Mo's Algorithm
Introduction
Mo’s Algorithm is an offline algorithm optimization technique to answer multiple range queries on a static array. It employs an idea from the sqrt-decomposition technique, enabling us to answer each query averagely in $O\left( \sqrt{N} \right)$ time.
Explanation
Mo’s Algorithm can handle multiple range queries on a static array sorting the queries. The queries should be able to be computed by adding or removing elements from the current range so that we can move the start and end pointers of the range to answer each query. We here use an idea from the sqrt-decomposition technique; dividing the array into blocks of size approximately $\sqrt{N}$, and sorting the queries first by the block of their start position, and then by their end position.

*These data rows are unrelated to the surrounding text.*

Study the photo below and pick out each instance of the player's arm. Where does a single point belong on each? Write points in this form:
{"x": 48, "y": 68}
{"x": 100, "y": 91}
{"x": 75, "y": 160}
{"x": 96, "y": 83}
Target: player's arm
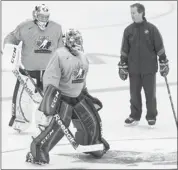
{"x": 60, "y": 41}
{"x": 125, "y": 47}
{"x": 52, "y": 74}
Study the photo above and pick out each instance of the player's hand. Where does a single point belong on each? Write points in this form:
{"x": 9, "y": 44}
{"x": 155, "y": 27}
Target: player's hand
{"x": 164, "y": 67}
{"x": 123, "y": 70}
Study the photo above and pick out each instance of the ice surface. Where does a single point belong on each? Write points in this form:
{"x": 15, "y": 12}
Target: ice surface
{"x": 131, "y": 147}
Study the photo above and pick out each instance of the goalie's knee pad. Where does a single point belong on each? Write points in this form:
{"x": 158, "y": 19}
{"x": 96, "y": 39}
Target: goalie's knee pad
{"x": 50, "y": 136}
{"x": 22, "y": 108}
{"x": 81, "y": 135}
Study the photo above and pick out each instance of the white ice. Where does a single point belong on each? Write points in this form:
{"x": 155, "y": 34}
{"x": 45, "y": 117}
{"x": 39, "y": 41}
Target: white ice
{"x": 131, "y": 147}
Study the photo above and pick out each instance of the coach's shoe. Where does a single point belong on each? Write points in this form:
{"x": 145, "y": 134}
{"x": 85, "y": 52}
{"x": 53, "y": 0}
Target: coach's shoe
{"x": 151, "y": 122}
{"x": 42, "y": 158}
{"x": 131, "y": 121}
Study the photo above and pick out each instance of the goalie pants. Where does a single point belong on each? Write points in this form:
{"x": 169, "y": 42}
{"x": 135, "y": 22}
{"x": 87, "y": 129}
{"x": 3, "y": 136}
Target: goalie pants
{"x": 148, "y": 82}
{"x": 70, "y": 108}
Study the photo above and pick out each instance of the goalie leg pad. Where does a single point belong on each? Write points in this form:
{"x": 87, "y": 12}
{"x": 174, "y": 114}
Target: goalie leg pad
{"x": 89, "y": 123}
{"x": 47, "y": 139}
{"x": 22, "y": 108}
{"x": 51, "y": 100}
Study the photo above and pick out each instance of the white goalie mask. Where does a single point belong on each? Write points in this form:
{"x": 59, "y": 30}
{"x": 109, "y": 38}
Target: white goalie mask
{"x": 73, "y": 40}
{"x": 41, "y": 16}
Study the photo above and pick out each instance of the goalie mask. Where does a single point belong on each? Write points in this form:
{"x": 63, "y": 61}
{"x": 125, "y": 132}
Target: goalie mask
{"x": 73, "y": 40}
{"x": 41, "y": 16}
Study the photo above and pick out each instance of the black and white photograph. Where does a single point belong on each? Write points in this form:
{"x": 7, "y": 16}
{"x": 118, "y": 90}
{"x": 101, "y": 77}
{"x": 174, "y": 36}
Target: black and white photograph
{"x": 89, "y": 85}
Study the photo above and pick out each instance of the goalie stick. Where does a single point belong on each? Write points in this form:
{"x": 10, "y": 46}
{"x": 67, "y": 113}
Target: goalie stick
{"x": 79, "y": 148}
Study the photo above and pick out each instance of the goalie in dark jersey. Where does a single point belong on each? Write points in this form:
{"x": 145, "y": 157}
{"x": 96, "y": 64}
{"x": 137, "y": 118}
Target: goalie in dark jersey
{"x": 65, "y": 89}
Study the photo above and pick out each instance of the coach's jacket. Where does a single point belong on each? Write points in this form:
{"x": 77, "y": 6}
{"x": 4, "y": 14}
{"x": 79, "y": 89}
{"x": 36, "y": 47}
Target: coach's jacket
{"x": 141, "y": 45}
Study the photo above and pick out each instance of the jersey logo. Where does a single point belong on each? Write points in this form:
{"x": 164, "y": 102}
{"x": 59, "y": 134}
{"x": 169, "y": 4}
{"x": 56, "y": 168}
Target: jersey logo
{"x": 43, "y": 44}
{"x": 146, "y": 31}
{"x": 79, "y": 75}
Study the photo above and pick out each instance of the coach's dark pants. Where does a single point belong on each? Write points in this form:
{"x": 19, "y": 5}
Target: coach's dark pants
{"x": 148, "y": 82}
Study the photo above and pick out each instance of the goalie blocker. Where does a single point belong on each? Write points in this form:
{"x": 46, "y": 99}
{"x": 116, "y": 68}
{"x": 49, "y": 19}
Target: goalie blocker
{"x": 84, "y": 116}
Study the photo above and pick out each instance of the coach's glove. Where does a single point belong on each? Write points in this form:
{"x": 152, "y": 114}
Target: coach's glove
{"x": 164, "y": 67}
{"x": 123, "y": 70}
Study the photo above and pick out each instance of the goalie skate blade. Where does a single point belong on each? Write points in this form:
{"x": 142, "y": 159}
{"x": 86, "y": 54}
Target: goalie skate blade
{"x": 90, "y": 148}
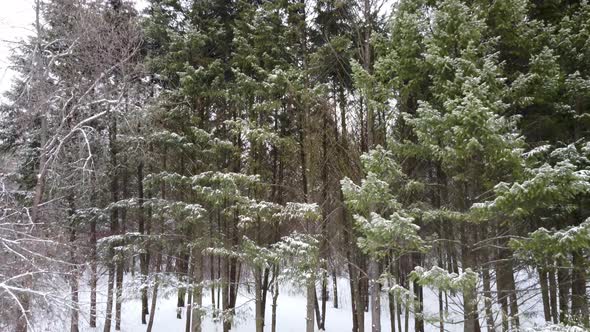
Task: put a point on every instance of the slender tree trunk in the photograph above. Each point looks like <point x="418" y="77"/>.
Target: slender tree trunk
<point x="75" y="310"/>
<point x="110" y="286"/>
<point x="392" y="311"/>
<point x="419" y="295"/>
<point x="375" y="287"/>
<point x="155" y="293"/>
<point x="545" y="293"/>
<point x="189" y="295"/>
<point x="487" y="293"/>
<point x="93" y="273"/>
<point x="114" y="218"/>
<point x="579" y="296"/>
<point x="212" y="275"/>
<point x="275" y="297"/>
<point x="309" y="326"/>
<point x="189" y="307"/>
<point x="143" y="261"/>
<point x="334" y="289"/>
<point x="563" y="282"/>
<point x="258" y="299"/>
<point x="553" y="295"/>
<point x="198" y="294"/>
<point x="469" y="294"/>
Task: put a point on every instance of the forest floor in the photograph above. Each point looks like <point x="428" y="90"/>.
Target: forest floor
<point x="290" y="310"/>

Mathematically speaking, we can answer a query $F([l,r])=F_s(f([l,r]))$ for an array $A=[a_1,\cdots,a_N]$ of size $N$ if $f$ satisfies the following properties:
- $f([l,r+1]) = U_{\rm r}(f([l,r]), a_{r+1})$
- $f([l,r-1]) = D_{\rm r}(f([l,r]), a_r)$
- $f([l-1,r]) = U_{\rm l}(f([l,r]), a_{l-1})$
- $f([l+1,r]) = D_{\rm l}(f([l,r]), a_l)$
where $U_{\rm r}$ and $D_{\rm r}$ are right adding and removing functions, $U_{\rm l}$ and $D_{\rm l}$ are left adding and removing functions respectively. $f$ is a function that maps an range $[l,r]$ to a latent result, and $F_s$ is a function that maps the latent result to the final answer. The functions should satisfy the following properties:
- $D_{\rm r}(U_{\rm r}(f([l,r]), a_{r+1}), a_{r+1}) = U_{\rm r}(D_{\rm r}(f([l,r]), a_r), a_r) = f([l,r])$
- $D_{\rm l}(U_{\rm l}(f([l,r]), a_{l-1}), a_{l-1}) = U_{\rm l}(D_{\rm l}(f([l,r]), a_l), a_l) = f([l,r])$
In other words, for all $x$,
- $U_{\rm r}(\cdot,x) = (D_{\rm r}(\cdot,x))^{-1}$
- $U_{\rm l}(\cdot,x) = (D_{\rm l}(\cdot,x))^{-1}$
This means, after computing $f([l_1,r_1])$, we can compute $f([l_2,r_2])$ by applying $U_{\rm l}$ or $D_{\rm l}$ $\abs{l_2-l_1}$ times and $U_{\rm r}$ or $D_{\rm r}$ $\abs{r_2-r_1}$ times. For the whole set of $Q$ queries, we should minimize the sum of the shifts:
\[ \sum_{q=1}^{Q-1} \abs{l_q-l_{q+1}} + \abs{r_q-r_{q+1}} \]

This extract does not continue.